Synthetic cannabinoids like CUMYL-4CN-BINACA are emerging psychoactive substances with largely unknown developmental toxicity. Given the growing concern about prenatal and early-life exposure, this study assessed its impact on zebrafish embryos, focusing on morphological development, larval behavior, and gene expression. Embryos were exposed to concentrations of 1.25–40.0 mg/L during short-term (3–24 hpf) and long-term (3–120 hpf) windows. Key developmental endpoints, including survival, heartbeat, hatching, and locomotor activity, were evaluated.
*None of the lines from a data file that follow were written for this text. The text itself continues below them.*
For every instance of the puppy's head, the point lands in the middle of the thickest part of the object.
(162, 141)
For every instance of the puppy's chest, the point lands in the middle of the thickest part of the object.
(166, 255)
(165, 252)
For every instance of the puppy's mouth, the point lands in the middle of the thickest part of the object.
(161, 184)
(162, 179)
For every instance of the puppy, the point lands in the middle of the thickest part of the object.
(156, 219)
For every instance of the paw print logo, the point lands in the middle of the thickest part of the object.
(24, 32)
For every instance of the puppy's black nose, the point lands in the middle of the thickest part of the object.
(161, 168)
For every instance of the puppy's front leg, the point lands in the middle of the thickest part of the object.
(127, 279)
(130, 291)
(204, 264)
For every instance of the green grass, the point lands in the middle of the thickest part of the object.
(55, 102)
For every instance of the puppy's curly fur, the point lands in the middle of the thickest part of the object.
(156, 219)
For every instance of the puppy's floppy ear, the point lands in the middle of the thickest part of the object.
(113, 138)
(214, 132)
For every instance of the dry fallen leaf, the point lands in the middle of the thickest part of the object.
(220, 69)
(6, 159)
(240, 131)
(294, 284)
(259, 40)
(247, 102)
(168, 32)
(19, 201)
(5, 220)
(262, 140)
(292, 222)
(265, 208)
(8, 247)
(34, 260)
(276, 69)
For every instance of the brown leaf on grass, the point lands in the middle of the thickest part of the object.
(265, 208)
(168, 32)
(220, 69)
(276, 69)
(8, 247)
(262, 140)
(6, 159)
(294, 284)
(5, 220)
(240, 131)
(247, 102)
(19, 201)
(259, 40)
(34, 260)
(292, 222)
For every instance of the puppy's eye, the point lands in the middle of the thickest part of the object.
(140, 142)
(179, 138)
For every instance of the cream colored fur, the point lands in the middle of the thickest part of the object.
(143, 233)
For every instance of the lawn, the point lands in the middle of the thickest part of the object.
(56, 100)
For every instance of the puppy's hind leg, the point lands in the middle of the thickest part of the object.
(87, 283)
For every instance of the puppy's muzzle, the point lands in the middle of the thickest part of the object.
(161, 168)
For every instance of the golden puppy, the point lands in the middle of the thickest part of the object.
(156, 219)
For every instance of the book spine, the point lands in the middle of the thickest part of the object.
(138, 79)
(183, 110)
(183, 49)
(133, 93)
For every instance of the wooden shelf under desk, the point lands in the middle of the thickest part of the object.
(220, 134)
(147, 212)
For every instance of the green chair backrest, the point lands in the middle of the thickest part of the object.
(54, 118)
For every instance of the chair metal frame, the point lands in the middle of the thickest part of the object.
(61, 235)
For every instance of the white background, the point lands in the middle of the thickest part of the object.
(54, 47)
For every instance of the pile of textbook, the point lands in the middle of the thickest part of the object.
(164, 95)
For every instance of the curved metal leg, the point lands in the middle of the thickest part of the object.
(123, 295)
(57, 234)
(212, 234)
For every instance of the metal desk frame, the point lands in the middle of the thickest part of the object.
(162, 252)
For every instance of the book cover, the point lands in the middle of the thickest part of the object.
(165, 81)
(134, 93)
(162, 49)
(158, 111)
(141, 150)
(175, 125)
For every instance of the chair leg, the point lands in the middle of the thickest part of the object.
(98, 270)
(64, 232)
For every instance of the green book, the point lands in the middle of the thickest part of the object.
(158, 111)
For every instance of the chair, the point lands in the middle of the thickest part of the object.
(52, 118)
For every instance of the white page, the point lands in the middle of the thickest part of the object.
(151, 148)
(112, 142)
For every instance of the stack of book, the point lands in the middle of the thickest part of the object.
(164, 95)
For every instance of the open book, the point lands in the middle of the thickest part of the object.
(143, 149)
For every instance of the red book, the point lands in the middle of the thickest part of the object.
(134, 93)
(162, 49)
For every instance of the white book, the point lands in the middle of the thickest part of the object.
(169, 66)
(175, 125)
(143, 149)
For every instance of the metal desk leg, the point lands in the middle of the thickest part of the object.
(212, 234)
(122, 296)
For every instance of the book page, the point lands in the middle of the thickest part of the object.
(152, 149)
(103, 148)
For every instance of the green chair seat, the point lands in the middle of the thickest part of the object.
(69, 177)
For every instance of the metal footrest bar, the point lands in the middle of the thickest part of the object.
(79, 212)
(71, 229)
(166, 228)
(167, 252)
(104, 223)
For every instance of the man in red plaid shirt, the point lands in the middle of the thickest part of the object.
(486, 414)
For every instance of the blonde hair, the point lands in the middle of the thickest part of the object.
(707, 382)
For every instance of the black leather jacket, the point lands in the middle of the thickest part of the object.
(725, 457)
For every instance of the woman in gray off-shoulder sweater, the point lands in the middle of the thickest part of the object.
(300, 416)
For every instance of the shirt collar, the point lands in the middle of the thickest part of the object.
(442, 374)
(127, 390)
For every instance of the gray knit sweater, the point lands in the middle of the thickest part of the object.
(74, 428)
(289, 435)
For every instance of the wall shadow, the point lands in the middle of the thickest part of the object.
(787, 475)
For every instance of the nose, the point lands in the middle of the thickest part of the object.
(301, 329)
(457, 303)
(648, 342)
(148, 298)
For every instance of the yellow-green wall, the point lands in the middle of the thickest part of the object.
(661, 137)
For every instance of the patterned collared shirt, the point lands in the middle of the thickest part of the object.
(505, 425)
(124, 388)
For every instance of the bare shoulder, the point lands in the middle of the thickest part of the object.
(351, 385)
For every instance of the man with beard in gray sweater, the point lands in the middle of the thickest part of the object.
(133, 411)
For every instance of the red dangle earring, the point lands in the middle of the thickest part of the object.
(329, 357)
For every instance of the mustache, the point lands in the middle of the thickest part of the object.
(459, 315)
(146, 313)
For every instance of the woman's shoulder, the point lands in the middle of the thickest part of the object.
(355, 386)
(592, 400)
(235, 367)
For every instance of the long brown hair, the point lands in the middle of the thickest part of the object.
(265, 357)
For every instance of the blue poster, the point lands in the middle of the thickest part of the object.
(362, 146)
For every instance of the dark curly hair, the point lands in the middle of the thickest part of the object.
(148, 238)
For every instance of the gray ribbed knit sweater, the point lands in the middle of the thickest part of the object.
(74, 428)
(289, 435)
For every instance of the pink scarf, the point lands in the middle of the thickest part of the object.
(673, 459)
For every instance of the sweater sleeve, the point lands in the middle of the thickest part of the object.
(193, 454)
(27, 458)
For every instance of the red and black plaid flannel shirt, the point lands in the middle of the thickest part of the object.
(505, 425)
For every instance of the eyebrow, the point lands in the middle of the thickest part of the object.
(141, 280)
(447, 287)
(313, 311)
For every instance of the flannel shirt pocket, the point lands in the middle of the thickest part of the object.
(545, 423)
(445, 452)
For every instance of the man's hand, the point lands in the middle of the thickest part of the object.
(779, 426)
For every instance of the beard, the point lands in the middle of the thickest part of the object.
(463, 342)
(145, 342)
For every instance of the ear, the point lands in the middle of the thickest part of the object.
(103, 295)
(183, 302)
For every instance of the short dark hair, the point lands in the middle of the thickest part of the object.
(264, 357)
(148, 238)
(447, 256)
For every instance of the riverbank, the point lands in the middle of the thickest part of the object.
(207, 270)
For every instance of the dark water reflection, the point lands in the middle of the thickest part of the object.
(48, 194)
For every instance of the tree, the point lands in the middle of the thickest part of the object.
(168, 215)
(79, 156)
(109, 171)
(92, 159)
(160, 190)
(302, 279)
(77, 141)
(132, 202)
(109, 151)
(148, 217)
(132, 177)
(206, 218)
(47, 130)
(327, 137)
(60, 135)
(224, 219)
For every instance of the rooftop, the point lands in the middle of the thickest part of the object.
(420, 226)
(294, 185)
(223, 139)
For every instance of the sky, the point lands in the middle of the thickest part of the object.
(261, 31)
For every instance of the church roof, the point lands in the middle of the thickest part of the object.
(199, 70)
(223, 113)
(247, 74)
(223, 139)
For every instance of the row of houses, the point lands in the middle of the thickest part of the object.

Molecular analyses were performed using qPCR to assess the expression of 19 genes related to apoptosis, behavior, and neurotransmission. Short-term exposure did not produce significant morphological changes, while long-term exposure resulted in concentration-dependent teratogenic effects such as pericardial and yolk sac edema, axial deformities, and hypoactivity. The LC₅₀ and EC₅₀ at 120 hpf were calculated as 16.624 mg/L and 9.083 mg/L, respectively. Gene expression analysis revealed significant alterations in behavioral genes (gnrh3, gnrhr3, kiss2), apoptotic markers (casp3a, casp8, ifng1, tp53), and the DNA repair gene rad51. Neurotransmission-related genes in dopaminergic (dat, drd1, drd3), serotonergic (5ht1aa, 5ht1a, 5ht1b, 5ht2c), and GABAergic (gabra1, gat1, abat, gad1b) systems were also dysregulated. These findings highlight the developmental and neurotoxic potential of CUMYL-4CN-BINACA, underlining the need for further toxicological risk assessments in early vertebrate models.